Berlin borrows for 10 years at an interest rate of less than 2,5pc. On the financial markets, both the UK and US face yields of over 4pc for comparable bonds.
According to official estimates published along with the Budget, Britain’s Treasury will spend more than £100bn this year on interest payments.
Mr Carstens stated: “The lower interest rates on long-term loans and the lower debt service burdens that Germany enjoys in comparison with other advanced economies are prime examples [of lower borrowing].
Carstens said that central banks should also maintain high interest rates in order to eliminate inflation.
He said, “There will be bumps on the road.” The medium-term risks of inflation, such as deglobalisation and economic fragmentation; adverse demographic trends; and the need to combat climate change, reinforce the central banks’ need to remain on course. Only in this manner can the public’s confidence in money be maintained.”
Investors expect that the Bank of England and the European Central Bank, as well as the US Federal Reserve, will cut rates in the next few months.
This Thursday, the Bank of England Monetary Policy Committee will vote on the Bank’s base rate. It is currently set at 5.25pc.

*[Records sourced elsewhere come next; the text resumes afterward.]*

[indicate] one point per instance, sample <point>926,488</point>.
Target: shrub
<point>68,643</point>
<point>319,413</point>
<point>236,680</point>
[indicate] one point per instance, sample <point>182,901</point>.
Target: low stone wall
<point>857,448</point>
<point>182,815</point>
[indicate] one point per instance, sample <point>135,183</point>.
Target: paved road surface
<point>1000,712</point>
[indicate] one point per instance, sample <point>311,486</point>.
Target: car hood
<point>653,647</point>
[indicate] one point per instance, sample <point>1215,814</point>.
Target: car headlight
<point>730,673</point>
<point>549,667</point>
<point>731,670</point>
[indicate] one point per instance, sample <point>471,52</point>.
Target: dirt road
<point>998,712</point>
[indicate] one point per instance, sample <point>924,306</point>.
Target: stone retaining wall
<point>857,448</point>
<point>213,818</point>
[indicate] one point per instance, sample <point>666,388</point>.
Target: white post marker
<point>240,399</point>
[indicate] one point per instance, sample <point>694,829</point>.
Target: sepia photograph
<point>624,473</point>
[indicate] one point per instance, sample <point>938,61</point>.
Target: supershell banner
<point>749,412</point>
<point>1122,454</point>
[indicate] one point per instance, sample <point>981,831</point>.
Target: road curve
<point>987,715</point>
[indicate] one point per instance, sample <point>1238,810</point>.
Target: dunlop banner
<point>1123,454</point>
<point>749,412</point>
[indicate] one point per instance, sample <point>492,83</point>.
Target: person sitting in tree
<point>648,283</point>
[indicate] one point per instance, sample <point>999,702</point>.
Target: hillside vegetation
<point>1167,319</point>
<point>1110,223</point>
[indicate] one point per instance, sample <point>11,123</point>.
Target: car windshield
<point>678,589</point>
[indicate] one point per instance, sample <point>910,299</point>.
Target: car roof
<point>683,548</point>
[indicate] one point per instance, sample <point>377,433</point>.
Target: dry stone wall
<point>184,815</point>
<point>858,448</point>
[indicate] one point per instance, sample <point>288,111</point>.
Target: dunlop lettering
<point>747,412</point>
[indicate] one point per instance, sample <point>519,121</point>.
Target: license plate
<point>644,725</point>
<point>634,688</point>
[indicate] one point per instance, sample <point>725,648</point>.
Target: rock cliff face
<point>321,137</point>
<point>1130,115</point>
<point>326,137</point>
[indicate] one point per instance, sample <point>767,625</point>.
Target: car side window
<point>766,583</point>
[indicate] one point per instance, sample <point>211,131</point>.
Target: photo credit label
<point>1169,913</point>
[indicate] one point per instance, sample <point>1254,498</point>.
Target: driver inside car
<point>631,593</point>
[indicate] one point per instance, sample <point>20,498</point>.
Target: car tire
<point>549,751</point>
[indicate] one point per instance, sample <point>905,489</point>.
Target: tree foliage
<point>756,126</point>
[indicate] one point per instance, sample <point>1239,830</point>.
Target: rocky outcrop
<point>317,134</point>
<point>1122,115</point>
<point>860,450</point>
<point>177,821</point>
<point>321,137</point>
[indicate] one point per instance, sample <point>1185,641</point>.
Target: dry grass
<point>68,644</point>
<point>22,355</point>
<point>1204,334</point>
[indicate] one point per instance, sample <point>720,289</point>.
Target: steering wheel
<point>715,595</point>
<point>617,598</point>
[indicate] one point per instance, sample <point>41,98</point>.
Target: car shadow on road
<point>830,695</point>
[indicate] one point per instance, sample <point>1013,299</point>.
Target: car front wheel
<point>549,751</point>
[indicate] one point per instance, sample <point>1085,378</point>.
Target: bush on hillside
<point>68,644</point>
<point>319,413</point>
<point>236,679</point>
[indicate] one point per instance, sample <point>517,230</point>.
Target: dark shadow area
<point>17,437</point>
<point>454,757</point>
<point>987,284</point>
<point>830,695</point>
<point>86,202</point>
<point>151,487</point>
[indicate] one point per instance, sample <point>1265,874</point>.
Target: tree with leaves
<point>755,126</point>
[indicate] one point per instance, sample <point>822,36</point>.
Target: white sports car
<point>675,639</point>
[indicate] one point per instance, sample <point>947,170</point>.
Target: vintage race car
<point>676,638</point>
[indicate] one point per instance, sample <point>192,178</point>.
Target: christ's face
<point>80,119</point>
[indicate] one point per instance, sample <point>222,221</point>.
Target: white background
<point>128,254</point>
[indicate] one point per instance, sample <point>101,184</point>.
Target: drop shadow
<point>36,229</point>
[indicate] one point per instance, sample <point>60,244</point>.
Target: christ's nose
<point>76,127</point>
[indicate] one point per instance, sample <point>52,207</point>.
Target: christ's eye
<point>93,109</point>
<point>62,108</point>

The inflation rate has dropped from 11.1pc to 4pc, which is still double the 2pc target.
Post Disclaimer
The following content has been published by Stockmark.IT. All information utilised in the creation of this communication has been gathered from publicly available sources that we consider reliable. Nevertheless, we cannot guarantee the accuracy or completeness of this communication.
This communication is intended solely for informational purposes and should not be construed as an offer, recommendation, solicitation, inducement, or invitation by or on behalf of the Company or any affiliates to engage in any investment activities. The opinions and views expressed by the authors are their own and do not necessarily reflect those of the Company, its affiliates, or any other third party.
The services and products mentioned in this communication may not be suitable for all recipients, by continuing to read this website and its content you agree to the terms of this disclaimer.